Some fans associate him with the departure of free agent Marian Hossa after the 2009 season. But that assertion carries a malodorous whiff of unfairness. Hossa, hunting for Stanley Cups, signed with the Blackhawks, who have three in his six seasons.

That said, Franzen's coincidental contract extension at 11 years, through 2019-20 and at $43.5 million, was both expensive and too lengthy, compared to the sort of production expected and not received, especially in the last three seasons of injuries.
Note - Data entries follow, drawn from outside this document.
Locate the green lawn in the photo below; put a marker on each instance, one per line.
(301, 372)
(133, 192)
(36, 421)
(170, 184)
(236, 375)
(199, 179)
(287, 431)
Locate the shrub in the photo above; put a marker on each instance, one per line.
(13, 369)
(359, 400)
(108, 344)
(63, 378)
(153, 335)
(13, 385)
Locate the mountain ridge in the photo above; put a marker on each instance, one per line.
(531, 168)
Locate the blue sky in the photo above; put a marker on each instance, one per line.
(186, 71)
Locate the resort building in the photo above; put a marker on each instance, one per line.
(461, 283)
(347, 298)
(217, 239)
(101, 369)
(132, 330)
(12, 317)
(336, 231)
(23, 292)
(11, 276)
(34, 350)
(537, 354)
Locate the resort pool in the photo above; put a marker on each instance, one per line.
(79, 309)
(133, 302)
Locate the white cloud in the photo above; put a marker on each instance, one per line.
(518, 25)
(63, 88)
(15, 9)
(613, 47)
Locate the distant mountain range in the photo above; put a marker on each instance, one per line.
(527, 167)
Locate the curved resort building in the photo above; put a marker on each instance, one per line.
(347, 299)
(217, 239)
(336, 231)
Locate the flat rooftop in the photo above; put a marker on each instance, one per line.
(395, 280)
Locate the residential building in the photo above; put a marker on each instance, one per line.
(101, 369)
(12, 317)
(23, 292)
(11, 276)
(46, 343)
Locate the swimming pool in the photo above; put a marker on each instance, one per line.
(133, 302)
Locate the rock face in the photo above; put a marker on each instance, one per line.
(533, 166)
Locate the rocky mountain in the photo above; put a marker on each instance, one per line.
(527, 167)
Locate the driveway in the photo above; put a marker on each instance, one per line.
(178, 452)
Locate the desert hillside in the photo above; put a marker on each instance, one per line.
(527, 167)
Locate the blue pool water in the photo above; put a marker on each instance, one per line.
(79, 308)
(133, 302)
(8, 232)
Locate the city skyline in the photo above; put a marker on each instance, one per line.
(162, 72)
Franzen also suffers from the big men's contradiction, when — as is the case with Joe Thornton and some others — scoring skill outduels the aggression one assumes from size.

Regardless, Franzen says he wants to play, despite enduring once again the scary, dysfunctional twilight zone of brain injury.

"He's looked great," Sheahan said. "He's fast. "He seems like he's got more energy, and he's joking around.

"He's happy in the locker room. So, I think he's obviously in the right place."

Franzen thinks so. And minor ankle surgery to clear some debris in the offseason helped, too.

"I feel good. I was a little worried coming into camp, having had surgery at the end of last year on my ankle. But it felt really good.

"I'm having fun."

He acknowledged he is as excited about playing as he has been in some time.

"Yeah," he said. "Hopefully, I'll have a healthy kind of season.

"But it starts tonight, and after that I'll go from there."